Discussion in 'Anything goes' started by 21, Nov 22, 2006.

  1. Cadet

    Cadet Guest

    Though I really can't come close to 21's explanations, and not that any of you want to hear the family drama, I wanted to share the horror of my holiday in hopes of saving on the therapy bills:

    My mother is a horrible cook. But she cannot accept this fact and proceeds to torture us every holiday.

    This year, since it was just me, my dad and her, I suggested we make reservations. "But I like the way it makes the house smell!". Fine. I'll buy you a fucking Glade candle. Just spare us.

    This is the first year in the last five that I've lived in their vicinity and can come over for Thanksgiving. I walk through the door and immediately despise my brother, who is living across the country, for his unbelievable good fortune on this day. He is being fed by the aunt who is half a cranberry shy of being Martha Stewart. And I have to face the parents alone.

    Back to my mother's cooking: my grandfather had a digestive disorder, so my grandmother (who actually is a good cook) only made bland foods that he could eat. Ergo, my mother does not know how to put any flavor into food.
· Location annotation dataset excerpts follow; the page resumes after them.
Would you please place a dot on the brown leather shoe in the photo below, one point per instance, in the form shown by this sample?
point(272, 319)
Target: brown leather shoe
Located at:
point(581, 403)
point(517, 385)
    The turkey was dry and flavorless as always. The gravy was pale and bland. The mashed potatoes had the consistency of baby food. I never touch the green been casserole because previous experience has taught me that it will be slimier than it should be. The rolls were burned and dry. The cranberry was in its canned-food mold glory.

    And the stuffing. I love stuffing. I eat it on normal days. But I refuse to eat it when it's been stuffed up a turkey's ass. It took my mother 15 years to learn that I will not eat in-the-bird stuffing. Ragu, be thankful for your sister and her efforts. It takes some people a loooooot longer to catch on.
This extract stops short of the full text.